貴党の会合で有田氏は,「多くの信者の脱会に多大な力を尽くしてくるとともに,今メディア等で元信者が発言をしていること」にも,同氏の力が大きく働いたと述べたとのことですが,自身や提携する牧師が脱会させた元信者をメディアに登場させ,自身の意のままにメディアの前で発信させているわけですから,同氏の力が大きく働いたのはその通りです。

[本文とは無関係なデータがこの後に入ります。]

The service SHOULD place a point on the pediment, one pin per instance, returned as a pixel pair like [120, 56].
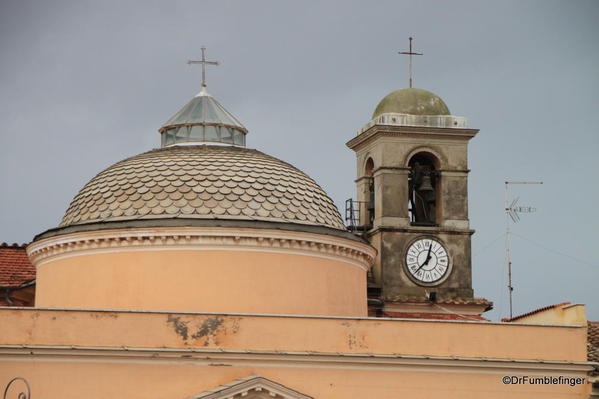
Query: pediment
[252, 387]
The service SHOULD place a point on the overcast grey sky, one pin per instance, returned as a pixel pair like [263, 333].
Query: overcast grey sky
[85, 84]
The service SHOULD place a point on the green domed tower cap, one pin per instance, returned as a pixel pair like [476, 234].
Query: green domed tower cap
[413, 102]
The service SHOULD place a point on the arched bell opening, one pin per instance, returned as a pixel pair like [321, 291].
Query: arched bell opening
[423, 189]
[370, 200]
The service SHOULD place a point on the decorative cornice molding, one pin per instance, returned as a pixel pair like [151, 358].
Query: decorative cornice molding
[201, 238]
[250, 358]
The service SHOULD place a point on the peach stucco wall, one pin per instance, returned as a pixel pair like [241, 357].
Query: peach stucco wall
[94, 354]
[204, 281]
[295, 334]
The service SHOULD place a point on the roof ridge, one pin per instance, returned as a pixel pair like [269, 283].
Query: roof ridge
[13, 245]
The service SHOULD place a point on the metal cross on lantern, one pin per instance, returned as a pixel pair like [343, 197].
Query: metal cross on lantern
[203, 62]
[410, 54]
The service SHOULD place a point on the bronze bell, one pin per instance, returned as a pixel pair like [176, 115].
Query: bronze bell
[426, 184]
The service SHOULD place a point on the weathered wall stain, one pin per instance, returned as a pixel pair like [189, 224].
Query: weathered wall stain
[180, 326]
[208, 329]
[205, 329]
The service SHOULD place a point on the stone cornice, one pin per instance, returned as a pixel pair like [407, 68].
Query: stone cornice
[250, 358]
[201, 238]
[411, 131]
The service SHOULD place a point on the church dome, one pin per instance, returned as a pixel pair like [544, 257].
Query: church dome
[203, 182]
[413, 102]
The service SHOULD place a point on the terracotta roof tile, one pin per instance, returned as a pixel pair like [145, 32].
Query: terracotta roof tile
[15, 268]
[435, 316]
[593, 341]
[442, 301]
[508, 319]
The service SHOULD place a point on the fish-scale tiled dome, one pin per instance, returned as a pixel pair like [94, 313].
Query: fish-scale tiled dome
[203, 181]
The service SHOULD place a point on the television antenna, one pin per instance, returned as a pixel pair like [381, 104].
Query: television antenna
[512, 211]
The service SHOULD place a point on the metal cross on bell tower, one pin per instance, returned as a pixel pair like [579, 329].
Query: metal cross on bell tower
[203, 62]
[410, 54]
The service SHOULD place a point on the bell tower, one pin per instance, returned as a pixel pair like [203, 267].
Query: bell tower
[412, 205]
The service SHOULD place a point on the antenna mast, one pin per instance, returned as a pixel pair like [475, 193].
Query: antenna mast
[511, 212]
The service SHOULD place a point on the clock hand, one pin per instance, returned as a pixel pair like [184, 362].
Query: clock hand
[428, 258]
[428, 255]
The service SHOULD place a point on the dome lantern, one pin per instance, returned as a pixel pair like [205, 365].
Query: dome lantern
[203, 119]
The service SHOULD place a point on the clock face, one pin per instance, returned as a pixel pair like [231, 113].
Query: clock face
[427, 260]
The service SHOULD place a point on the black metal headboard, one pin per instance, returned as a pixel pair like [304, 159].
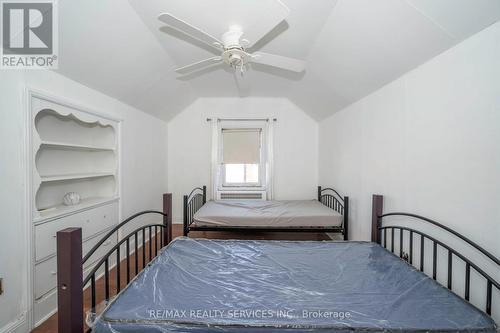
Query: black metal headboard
[380, 236]
[332, 199]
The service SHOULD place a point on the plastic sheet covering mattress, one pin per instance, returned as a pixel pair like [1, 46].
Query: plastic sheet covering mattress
[272, 213]
[270, 286]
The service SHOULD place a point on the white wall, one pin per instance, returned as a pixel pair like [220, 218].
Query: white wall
[295, 146]
[429, 142]
[144, 175]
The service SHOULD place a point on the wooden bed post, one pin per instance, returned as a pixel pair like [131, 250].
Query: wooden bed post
[69, 281]
[167, 220]
[346, 218]
[186, 230]
[377, 209]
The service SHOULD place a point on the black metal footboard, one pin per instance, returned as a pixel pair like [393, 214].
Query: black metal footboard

しかし,拉致監禁,脱会強要という違法な人権侵害を手段としてメディアが操られてきたことは重大問題です。そしてまた,統一教会を被告として提起する裁判についてまで,宮村氏ら人権侵害を繰り返して来た者達のコントロールが及んできたというのは,極めて忌むべき事態です。

 

貴党は,こうした違法な人権侵害によるメディアのコントロールや司法のコントロールに積極的に参入したいとの意向で宮村氏を招いたのでしょうか。だとすれば,貴党こそ,解散すべきであると思料します。

 

 

4.全国弁連の宮村氏に対する評価

 

 全国弁連の東京の弁護士らも脱会した元信者を原告とする「青春を返せ訴訟」を担当しましたが,宮村氏が脱会させた元信者の代理人となった弁護士の中には,元信者から脱会時の経緯を聞く中で宮村氏の手法に疑問を持つ者も現れ,宮村氏の脱会説得の手法は「脱会活動に名を借りた金儲けであり,実態は拉致監禁であり,棄教強要に過ぎない」と主張して宮村氏を全国弁連から排斥すべきだと他の弁護士らに要求しました。同弁護士によると,この結果,少なくとも同弁護士が全国弁連に所属していた間は,宮村氏を排斥することができたとのことでした。

 

一方,後藤事件で宮村氏の代理人を務めた全国弁連の山口広弁護士は,平成27年6月15日に民事裁判の証人として出廷した際(東京地裁平成24年(ワ)第19029号),この件について聞かれると,前記弁護士から,「棄教の強要」「脱会活動に名を借りた金儲け」との露骨な発言があったか記憶にないと証言し,また宮村氏の活動をそういう活動とは認識していないと証言しつつも,全国弁連が牧師資格のない宮村氏を紹介するのはやめた方がよいとの議論があり,協議した結果,日本基督教団の相談窓口を紹介することに決めたと証言しました。

 

山口弁護士は宮村氏の代理人であった関係で,宮村氏に不利な発言は避けざるを得なかったものと考えられますが,いずれにしても,家庭連合に反対する全国弁連の内部においてすら,脱会説得の専門家として紹介すべきで無いとされた宮村氏を貴党がことさらに「多くの信者の脱会に多大な力を尽くして」来た人物として会合に招き,「救済の在り方」等を聞いた上で「被害者の救済」等に資する立法措置を準備しようと議論を進めているというのは,余りにも異常なことだと言わざるを得ません。

 

 ところで,全国弁連が紹介先としたという日本基督教団においてすら,脱会説得の結果「心に傷を受けていく人」がいる事実や失敗事例を教団内で説く牧師が現れ,それまで「保護,救出」と称して一部牧師らが行っていた「隔離説得」をやめた経緯があります。

 

こうした過去の経緯も踏まえずに,貴党がいきなり宮村氏のような,脱会強要の違法性が裁判で認定された人物を「脱会支援者」として招いてヒヤリングを行うなど,もはや狂気の沙汰としか言いようがありません。

 

再度申し上げます。貴党の現在の動きは,まかり間違えば,違法・違憲な脱会強要手法の法制化を目指す危険なものであり,当法人の信者のみならずあらゆる宗教の信者の信教の自由の侵害,宗教弾圧を助長するものであって,到底許されざる行為です。こうしたことを自覚し,政党として良識ある行動を取るよう強く要望するものです。